I don’t think I’ve ever heard another cover version of “General Custer,” a satirical look at the demise of the ill-fated Custer at Little Big Horn that was on Tom’s never-reissued 1971 LP, How Come the Sun. Tim gives the song a fine bluegrass treatment with able backing from the White Lightning Boys. Other lesser-known Paxton songs that Tim brings to life include “Bishop Cody’s Last Request,” done in a folk-rock arrangement faithful to the song’s late-‘60s origins, and a lovely version of “All Night Long,” a meditation on late-night loneliness and doubt, and on the power of song.

Some of the other highlights – can you really pick highlights from an album of songs that are all great? – include a duet with Joe Crookston on “Rumblin’ in the Land,” a song about hard times that seems just as relevant in 2011 as it was when Tom wrote it almost half a century ago; “Fare Thee Well, Cisco,” a loving tribute to the great folksinger Cisco Houston, who died young from lung cancer at just about the time that Tom was starting his career; and beautiful versions of such Midge-inspired love songs as “Home To Me” and “I Give You the Morning.”

Another highlight – which I would have sequenced as the album closer – is a beautiful version of the inspiring “How Beautiful Upon the Mountain,” a recent song that Tom wrote in tribute to the likes of Pete Seeger, Martin Luther King and others who’ve led the way to peace and true social justice.

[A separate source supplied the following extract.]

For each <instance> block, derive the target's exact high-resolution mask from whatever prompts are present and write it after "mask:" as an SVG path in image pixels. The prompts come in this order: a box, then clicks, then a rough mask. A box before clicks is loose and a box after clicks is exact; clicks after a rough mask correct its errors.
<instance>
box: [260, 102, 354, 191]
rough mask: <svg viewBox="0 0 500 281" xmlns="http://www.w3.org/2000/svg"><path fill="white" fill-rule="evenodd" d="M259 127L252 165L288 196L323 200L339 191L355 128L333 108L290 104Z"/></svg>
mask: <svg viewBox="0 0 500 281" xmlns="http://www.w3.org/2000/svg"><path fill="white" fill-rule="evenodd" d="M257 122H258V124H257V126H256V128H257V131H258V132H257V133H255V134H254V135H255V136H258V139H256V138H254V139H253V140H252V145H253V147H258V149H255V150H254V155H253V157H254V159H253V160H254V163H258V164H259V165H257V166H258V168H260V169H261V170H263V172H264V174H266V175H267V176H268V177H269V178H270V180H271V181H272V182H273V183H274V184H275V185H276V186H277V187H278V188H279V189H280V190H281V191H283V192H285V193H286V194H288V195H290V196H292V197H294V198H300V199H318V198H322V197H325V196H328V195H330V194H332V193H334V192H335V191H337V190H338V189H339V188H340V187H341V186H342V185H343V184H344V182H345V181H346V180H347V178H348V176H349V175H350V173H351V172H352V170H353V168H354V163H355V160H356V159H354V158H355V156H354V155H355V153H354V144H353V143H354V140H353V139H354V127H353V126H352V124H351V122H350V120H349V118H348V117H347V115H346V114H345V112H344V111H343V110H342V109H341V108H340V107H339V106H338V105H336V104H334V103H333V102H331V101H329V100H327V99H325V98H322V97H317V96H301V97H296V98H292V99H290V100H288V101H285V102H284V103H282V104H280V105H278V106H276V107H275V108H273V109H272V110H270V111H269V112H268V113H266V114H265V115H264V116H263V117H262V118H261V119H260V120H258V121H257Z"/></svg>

I really like Tim’s arrangements of these songs, some of which are faithful to Tom’s original versions, some of which take the songs in different directions. And, in addition to those already mentioned, I’ll also call attention to some fine contributions from guitarist Jason Wilber, Tim’s co-producer (who is also a fine singer-songwriter but is best known for being John Prine’s lead guitarist), and angelic harmony singers Sarah and Claire Bowman.